21 February 2012

Immaculate Contraception


Much ink has already been spilled about the recent uproar over the Obama Administration’s decision to require employer-provided health insurance plans to cover contraceptive drugs for women. The initial decision carved out an exception for explicitly religious employers (e.g., churches and other congregations with faith-based objections to contraception), and the follow-up compromise also allows religiously affiliated charities (e.g., hospitals and colleges) to decline to provide contraceptives directly, said responsibility then falling on the insurance companies themselves. By all objective analyses, the latter arrangement would result in a significant overall cost savings to the insurance companies, because it’s cheaper to prevent a woman from getting pregnant than it is to provide her with the necessary medical treatment during and after her pregnancy.
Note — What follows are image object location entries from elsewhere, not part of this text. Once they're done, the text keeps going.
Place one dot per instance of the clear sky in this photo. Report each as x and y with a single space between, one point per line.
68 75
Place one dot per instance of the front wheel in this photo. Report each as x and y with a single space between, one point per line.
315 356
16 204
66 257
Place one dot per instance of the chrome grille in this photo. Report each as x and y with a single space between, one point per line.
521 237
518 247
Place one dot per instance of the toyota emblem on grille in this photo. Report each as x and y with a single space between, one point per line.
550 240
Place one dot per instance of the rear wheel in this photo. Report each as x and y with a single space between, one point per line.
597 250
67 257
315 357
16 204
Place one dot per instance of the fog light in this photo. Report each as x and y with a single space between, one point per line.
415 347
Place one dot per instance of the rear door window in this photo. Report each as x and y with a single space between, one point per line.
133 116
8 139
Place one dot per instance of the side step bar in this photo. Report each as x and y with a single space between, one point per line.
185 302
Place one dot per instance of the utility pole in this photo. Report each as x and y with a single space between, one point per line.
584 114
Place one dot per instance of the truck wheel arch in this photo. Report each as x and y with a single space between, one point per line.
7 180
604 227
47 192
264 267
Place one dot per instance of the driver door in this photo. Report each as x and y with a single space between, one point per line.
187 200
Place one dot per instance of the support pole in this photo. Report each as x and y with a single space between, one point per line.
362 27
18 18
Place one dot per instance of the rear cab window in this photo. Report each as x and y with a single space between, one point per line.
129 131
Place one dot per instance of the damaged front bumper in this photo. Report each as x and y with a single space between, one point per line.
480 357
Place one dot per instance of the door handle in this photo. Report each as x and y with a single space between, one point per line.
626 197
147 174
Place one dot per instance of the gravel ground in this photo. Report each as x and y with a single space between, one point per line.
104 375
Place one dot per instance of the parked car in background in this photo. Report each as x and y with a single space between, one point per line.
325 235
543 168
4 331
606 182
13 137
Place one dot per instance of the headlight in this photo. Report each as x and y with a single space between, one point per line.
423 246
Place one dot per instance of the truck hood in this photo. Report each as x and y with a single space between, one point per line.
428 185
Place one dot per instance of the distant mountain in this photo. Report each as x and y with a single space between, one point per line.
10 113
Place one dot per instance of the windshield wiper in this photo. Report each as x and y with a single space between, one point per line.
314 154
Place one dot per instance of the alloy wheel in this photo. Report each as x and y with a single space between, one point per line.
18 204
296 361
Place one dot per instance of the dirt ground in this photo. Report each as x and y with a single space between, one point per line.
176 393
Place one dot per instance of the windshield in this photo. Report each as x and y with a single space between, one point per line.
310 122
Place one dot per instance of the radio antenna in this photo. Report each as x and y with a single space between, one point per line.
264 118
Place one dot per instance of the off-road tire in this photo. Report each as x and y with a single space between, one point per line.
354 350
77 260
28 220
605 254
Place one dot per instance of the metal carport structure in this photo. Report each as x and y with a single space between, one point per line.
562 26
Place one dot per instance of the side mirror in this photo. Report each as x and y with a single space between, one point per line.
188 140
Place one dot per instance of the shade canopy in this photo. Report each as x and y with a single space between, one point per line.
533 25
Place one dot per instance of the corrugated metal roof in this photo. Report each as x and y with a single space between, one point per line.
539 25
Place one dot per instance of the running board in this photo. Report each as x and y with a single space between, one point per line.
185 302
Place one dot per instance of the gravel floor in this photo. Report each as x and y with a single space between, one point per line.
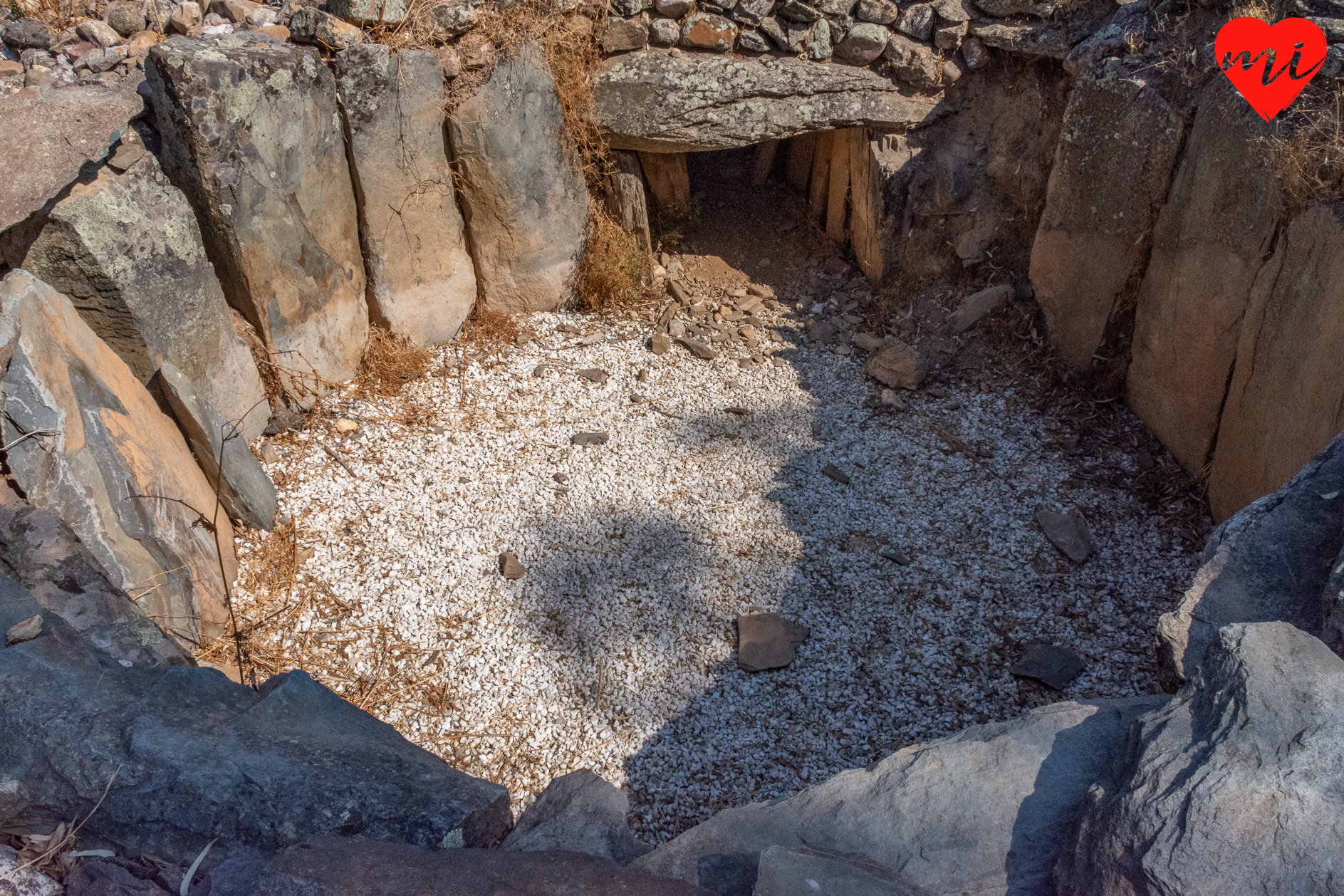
616 649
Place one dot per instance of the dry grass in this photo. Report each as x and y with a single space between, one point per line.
57 15
1307 156
487 330
390 362
612 266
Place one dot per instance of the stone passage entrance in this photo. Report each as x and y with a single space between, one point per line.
831 175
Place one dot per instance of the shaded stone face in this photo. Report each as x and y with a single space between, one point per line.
1090 239
48 135
707 31
656 103
524 203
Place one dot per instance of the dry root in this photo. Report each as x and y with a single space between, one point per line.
390 362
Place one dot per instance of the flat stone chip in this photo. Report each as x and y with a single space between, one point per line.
1050 665
835 473
26 630
698 348
1066 531
766 641
510 567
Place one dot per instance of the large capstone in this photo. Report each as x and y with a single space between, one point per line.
657 103
48 135
251 132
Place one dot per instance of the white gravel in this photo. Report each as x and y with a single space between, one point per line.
616 650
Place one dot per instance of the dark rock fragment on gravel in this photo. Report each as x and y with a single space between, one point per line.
1050 665
766 641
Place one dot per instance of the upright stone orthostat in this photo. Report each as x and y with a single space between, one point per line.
88 442
524 200
251 132
127 250
1284 398
422 283
1112 171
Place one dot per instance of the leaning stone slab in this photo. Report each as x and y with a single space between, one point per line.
578 813
48 135
58 574
230 468
251 130
127 250
1234 788
656 103
808 870
342 867
421 276
89 444
1269 562
202 758
972 812
526 203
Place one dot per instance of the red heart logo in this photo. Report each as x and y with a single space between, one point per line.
1269 65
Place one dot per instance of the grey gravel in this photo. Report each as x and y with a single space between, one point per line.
618 650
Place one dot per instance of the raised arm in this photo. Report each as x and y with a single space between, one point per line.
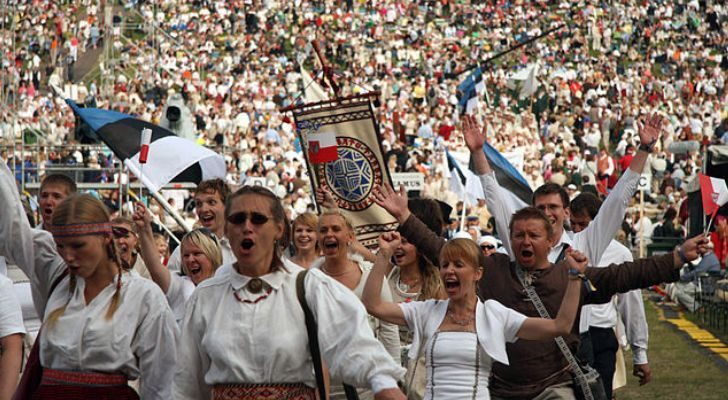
410 227
499 204
644 272
348 345
595 239
543 328
155 346
158 272
32 250
372 294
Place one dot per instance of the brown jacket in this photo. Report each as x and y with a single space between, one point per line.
535 365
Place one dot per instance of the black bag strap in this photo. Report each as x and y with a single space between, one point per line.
562 254
312 331
313 344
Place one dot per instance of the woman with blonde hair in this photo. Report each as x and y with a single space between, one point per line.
461 337
340 262
103 324
201 256
244 335
305 239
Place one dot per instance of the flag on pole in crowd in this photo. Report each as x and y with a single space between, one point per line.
714 193
524 81
357 165
508 176
312 91
463 181
469 91
175 159
321 147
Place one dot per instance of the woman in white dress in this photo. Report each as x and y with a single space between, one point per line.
11 338
104 325
305 239
244 334
336 237
461 337
201 256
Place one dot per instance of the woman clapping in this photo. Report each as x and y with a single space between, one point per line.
461 337
244 333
Despite the prior exception and the subsequent compromise, many conservative religious groups have objected to this perceived trampling on their First Amendment rights, most prominent among those groups being the hierarchy of the Roman Catholic Church (not so much the rank and file). Most of the commentary on either side of this debate has focused on whether the central issue is really the government’s infringement of the free exercise of religion, or whether the central issue is the right of women to equal access to health care and control over their own medical choices.

However, what I haven’t seen much of in the stories and commentary I’ve read is an examination of the beliefs behind the objection to contraception. Yes, this is America, and everyone has a right to their own religious beliefs and practices, no matter how retrograde those beliefs and practices may be. That right, however, does not extend to being able to control the actions of other persons in society, despite what many Presidential candidates wish to claim. Also, if your religious beliefs explicitly contradict the personal liberty and freedom of others guaranteed by law, then you do not have a Constitutionally protected right to act on those beliefs to the detriment of other citizens. [Egregious but illustrative example: My religion requires me to offer a virgin sacrifice at the harvest festival. If I act on my beliefs, the First Amendment won’t save me from being prosecuted for murder.]

But what about this retrograde theology? What explains the religious objections to contraception? Or put another way, why can’t religion and sex get along? I have a theory, and I’ll apologize in advance for its somewhat Freudian roots, but I think that analytical psychology can shed some revealing light on this issue (if you want to know more, go pick up a copy of The Denial of Death by Ernest Becker).

Consider the official (though widely ignored by its membership) Catholic Church stance against birth control. Why is this Church doctrine? Because according to the theological potentates in the Church, God intends sex to be a means of procreation. That’s right, God didn’t give us sex to have fun, God gave us sex to “go forth and multiply.” The Christian Church dating back at least to Augustine, if not implicitly to St. Paul, has said that sex is for procreation, not for pleasure.

It’s important to point out that it’s not just the Catholic Church that believes this. Hints of this theological approach run throughout various evangelical Christian groups, as well as conservative Muslim and Jewish groups. All of these groups view sex as a necessary evil - something that we do so that we can perpetuate ourselves as a species - but we shouldn’t enjoy ourselves too much while we’re doing it.

And as an aside, adherents of conservative religions also condemn homosexual sex acts and find them repulsive, because they are inherently non-procreative. Homosexuals are considered to be sinful because they aren’t having sex for procreative purposes, but solely for pleasure and emotional bonding and expressing love and all of those other reasons that, actually, most of us think of as being pretty good reasons for sex.

But why do such religions reserve sex only for procreation? Because consciously or unconsciously, sex reminds us of our earthly, creaturely, finite, mortal nature. It makes us aware that we’re animals too, and not some set-apart, specially-spiritually-endowed creation. Our difference from “the animals” is one of degree rather than kind. We too are inextricably linked to our bodies. Thus the well-known French phrase “la petite mort,” translated as “the little death,” a metaphor for sexual climax.

Seriously. That’s the problem that religion has with sex. When we engage in sexual behavior, we’re inescapably reminded that we too are animals, and thus that we too have finite lives, and our mortality weighs heavy upon us, and we only allow sex for procreation because it propagates our species, thus continuing our species’ life (if not our own individual lives) infinitely and giving us a measure of immortality through our descendants.

How can we get beyond this? By acknowledging that we are indeed mortal creatures, and that we inhabit physical bodies with all of their foibles and limitations and embarrassments, and embracing all of that messiness anyway, and even rejoicing in it, because that’s the true nature of creation. That’s the deep truth that lies at what could be the healthy intersection of spirit and sex.